Page:Ivoi - L’Aéroplane fantôme.djvu/91

Cette page a été validée par deux contributeurs.
85
LE VOLEUR DE PENSÉE.

Et puis, son souci du lucre aidant, il pense qu’il serait bon de s’assurer des relations futures avec le « neveu de la grande quincaillerie de Charleston ».

On dirait que Tril lit dans sa pensée. Voilà qu’il murmure :

— Oh ! prendre un grog-whisky tout seul, cela est tout à fait détestable.

— Pourquoi cette observation, juste en soi ? s’exclame l’Allemand.

— Parce que je songeais : je prendrais bien un grog, et causerais volontiers un instant avant d’aller au lit. Je dois partir demain de grand matin mais cependant, je n’ai pas le sommeil des poules.

Heureuse idée. Elle fournit l’occasion demandée tout bas par l’Allemand aux dieux protecteurs du négoce.

Von Karch propose aimablement de recevoir l’Américain dans l’appartement qu’il occupe à l’hôtel.

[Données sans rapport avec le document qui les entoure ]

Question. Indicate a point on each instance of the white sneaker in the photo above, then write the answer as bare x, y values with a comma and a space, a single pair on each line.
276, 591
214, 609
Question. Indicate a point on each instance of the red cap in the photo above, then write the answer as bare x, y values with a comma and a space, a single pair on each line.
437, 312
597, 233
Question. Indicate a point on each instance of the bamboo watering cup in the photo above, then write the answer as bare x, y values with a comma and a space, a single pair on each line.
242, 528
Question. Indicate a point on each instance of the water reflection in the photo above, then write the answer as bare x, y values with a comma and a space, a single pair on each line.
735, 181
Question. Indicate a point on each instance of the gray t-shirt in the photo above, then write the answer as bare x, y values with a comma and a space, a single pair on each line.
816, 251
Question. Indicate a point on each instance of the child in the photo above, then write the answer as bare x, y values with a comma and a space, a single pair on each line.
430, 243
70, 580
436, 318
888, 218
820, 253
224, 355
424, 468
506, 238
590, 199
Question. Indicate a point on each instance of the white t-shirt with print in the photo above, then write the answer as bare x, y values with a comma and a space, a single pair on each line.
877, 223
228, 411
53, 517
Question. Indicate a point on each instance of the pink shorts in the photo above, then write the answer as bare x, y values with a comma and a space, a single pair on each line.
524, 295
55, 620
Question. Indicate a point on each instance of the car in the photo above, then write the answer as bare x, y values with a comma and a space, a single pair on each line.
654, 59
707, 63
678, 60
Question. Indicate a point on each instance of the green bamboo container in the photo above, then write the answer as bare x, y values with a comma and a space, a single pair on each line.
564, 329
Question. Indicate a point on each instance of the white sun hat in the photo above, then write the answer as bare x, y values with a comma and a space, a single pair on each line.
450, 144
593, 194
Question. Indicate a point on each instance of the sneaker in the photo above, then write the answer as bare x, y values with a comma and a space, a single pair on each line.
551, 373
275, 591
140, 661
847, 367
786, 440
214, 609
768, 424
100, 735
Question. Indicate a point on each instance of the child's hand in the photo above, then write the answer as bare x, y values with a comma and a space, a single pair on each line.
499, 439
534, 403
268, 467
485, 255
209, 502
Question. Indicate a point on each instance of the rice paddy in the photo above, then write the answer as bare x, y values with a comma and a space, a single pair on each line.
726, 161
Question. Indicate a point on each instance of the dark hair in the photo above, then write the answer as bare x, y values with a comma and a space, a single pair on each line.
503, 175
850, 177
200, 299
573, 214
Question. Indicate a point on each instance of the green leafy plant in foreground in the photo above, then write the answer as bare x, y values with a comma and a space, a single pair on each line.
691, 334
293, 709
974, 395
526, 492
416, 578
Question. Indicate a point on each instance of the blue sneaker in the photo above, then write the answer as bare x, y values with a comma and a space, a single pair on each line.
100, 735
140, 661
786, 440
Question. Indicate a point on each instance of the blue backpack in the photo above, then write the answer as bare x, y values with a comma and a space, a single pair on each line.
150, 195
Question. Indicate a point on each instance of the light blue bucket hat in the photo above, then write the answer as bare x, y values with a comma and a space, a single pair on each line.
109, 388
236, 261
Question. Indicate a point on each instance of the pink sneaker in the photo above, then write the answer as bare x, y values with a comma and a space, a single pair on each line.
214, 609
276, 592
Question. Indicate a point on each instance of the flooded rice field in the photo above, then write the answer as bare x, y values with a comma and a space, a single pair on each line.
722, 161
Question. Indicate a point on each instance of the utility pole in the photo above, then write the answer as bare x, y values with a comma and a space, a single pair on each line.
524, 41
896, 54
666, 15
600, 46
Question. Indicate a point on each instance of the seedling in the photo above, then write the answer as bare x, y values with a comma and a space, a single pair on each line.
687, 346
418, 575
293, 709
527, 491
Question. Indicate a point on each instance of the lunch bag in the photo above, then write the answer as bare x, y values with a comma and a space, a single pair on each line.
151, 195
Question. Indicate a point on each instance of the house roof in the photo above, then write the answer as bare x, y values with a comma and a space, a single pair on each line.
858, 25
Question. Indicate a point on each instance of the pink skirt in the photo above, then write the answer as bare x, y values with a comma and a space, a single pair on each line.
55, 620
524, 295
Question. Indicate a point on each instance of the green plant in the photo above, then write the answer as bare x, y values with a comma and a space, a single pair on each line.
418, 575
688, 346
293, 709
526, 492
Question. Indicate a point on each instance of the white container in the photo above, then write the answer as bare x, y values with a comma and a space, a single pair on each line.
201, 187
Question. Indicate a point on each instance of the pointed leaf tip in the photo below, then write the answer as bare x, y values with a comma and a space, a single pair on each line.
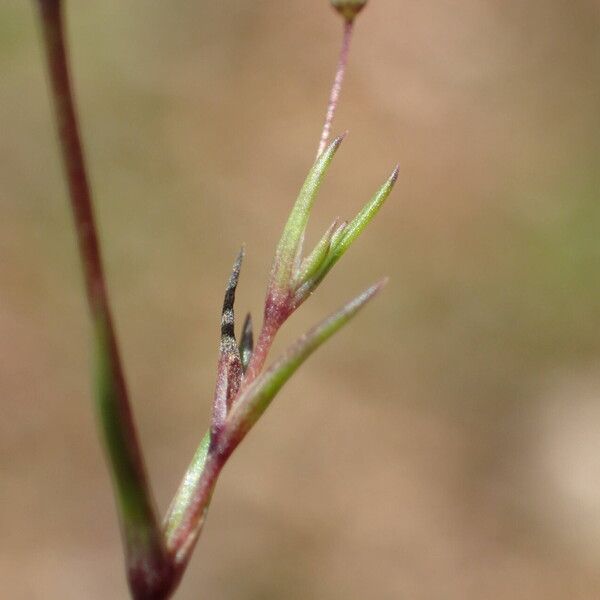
290, 244
252, 402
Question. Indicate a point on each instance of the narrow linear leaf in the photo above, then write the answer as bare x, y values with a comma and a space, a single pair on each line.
246, 342
365, 216
254, 401
290, 243
313, 261
229, 370
186, 492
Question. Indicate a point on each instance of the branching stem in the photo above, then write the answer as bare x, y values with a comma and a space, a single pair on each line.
148, 567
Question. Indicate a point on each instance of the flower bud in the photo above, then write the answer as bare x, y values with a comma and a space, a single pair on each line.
348, 8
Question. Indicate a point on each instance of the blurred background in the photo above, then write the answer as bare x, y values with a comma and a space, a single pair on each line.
447, 444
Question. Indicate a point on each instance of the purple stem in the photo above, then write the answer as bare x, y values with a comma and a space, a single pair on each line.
337, 85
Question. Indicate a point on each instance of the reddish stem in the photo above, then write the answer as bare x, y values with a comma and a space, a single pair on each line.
337, 85
148, 569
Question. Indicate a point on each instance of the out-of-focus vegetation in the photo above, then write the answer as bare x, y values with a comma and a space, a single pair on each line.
457, 444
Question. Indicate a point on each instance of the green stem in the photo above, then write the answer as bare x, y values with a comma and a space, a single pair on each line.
148, 567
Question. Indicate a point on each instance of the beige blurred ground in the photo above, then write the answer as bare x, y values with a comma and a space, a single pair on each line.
447, 445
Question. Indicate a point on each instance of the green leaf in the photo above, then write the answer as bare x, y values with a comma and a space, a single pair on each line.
289, 246
313, 261
344, 238
253, 402
185, 494
246, 342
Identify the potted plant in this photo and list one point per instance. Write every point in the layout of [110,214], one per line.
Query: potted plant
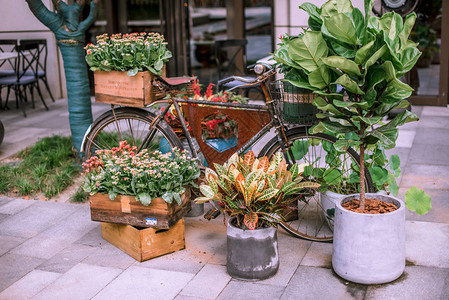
[253,192]
[139,188]
[124,65]
[353,62]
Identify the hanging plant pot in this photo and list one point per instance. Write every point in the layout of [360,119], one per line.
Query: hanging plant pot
[251,254]
[369,249]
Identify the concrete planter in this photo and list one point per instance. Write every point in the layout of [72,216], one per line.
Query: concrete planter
[369,249]
[252,254]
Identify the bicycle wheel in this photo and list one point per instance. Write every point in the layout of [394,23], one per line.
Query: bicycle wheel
[307,217]
[132,125]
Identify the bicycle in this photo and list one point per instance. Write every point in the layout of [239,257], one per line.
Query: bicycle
[147,129]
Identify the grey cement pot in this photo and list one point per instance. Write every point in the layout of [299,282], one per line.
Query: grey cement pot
[369,249]
[252,254]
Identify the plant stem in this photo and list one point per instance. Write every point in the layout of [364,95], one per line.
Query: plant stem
[362,170]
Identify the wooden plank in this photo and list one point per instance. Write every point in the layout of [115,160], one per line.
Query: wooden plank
[127,210]
[120,89]
[143,244]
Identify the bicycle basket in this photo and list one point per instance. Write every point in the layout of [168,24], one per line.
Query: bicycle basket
[294,103]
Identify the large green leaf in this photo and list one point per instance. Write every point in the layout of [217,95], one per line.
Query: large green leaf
[418,201]
[395,161]
[391,24]
[308,50]
[349,84]
[320,78]
[332,176]
[361,54]
[333,7]
[342,28]
[387,136]
[314,15]
[344,64]
[322,104]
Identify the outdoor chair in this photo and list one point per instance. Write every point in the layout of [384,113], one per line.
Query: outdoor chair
[25,66]
[227,53]
[42,65]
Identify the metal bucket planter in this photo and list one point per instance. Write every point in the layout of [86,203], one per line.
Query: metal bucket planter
[252,254]
[369,249]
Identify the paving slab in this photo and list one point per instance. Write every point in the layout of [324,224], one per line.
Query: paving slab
[426,177]
[318,255]
[81,282]
[73,227]
[416,283]
[429,154]
[427,244]
[9,242]
[13,206]
[145,283]
[29,285]
[92,238]
[13,267]
[237,289]
[440,207]
[207,283]
[36,218]
[109,256]
[67,258]
[39,247]
[433,136]
[321,283]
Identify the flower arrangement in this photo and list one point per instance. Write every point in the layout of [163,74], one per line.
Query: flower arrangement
[255,190]
[122,170]
[134,52]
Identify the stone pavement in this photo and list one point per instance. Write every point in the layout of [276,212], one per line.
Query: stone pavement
[52,250]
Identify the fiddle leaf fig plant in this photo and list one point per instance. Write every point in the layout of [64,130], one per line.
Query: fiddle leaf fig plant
[354,62]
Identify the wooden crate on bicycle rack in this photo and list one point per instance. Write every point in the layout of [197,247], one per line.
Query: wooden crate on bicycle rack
[127,210]
[118,88]
[144,243]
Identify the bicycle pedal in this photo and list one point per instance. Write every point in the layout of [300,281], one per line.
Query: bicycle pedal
[211,214]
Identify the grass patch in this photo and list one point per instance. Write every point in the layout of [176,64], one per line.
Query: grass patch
[48,167]
[80,196]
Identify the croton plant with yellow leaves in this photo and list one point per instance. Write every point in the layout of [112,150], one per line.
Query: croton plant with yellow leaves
[254,190]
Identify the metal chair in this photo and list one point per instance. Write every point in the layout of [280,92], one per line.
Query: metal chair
[42,66]
[227,53]
[25,66]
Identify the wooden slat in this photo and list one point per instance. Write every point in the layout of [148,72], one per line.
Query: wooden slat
[127,210]
[143,244]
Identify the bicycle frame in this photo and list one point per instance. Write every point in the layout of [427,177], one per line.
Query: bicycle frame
[269,107]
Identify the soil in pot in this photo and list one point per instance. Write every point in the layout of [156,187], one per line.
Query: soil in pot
[372,206]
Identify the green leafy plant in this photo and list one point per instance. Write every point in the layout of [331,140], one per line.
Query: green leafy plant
[133,53]
[144,175]
[254,190]
[353,63]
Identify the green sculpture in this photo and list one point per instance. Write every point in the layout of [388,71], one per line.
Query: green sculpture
[69,32]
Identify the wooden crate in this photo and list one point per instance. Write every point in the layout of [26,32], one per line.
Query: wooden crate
[127,210]
[144,243]
[118,88]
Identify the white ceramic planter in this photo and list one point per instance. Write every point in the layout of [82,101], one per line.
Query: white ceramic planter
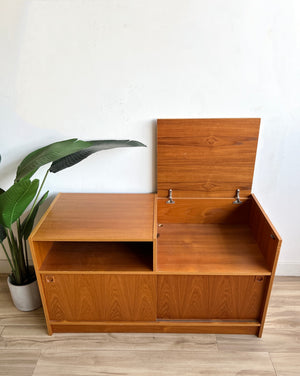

On pourrait causer d’affaires éventuelles, tout en se désaltérant.

Tril, avec la rondeur américaine, accepte sans se faire prier.

Tous deux, précédés de Margarèthe, gagnent l’appartement situe au premier étage, non sans avoir ordonné à un garçon de monter tout ce qui est nécessaire à la confection d’une mixture savante : whisky, citrons, sucre, soda-water.

Et tandis que le serviteur s’empresse, dispose sur le guéridon du « salon » qui sépare les chambres à coucher du père et de la fille, les assiettes, gobelets, flacons, sucrier, soucoupe, Margarèthe se laisse tomber dans un fauteuil ; elle a un bâillement qu’elle s’efforce en vain de dissimuler ; elle murmure d’une voix endormie :

— C’est étonnant comme je me sens lasse ce soir.

Et, avec un regard d’intelligence à son père :

— Sans doute, notre longue station là-bas. Un courant d’air. J’aurai certainement pris froid.

— Le grog vous remettra, ma chérie, riposte l’Allemand, qui, cela est indubitable, se sent fatigué, lui aussi, car il s’allonge sur un canapé, laissant à son « invité » le soin de préparer la boisson nationale des Anglo-saxons.

Mais Tril est de bonne composition.

Il dose méticuleusement les divers ingrédients qui doivent constituer un grog « céleste », c’est là un travail délicat, méthodique, lequel demande dix bonnes minutes.

Enfin, il se retourne, lançant d’un ton triomphant :

— Je recommande le mélange. C’est le mélange de Charleston, nulle part on ne prépare breuvage aussi enchanteur.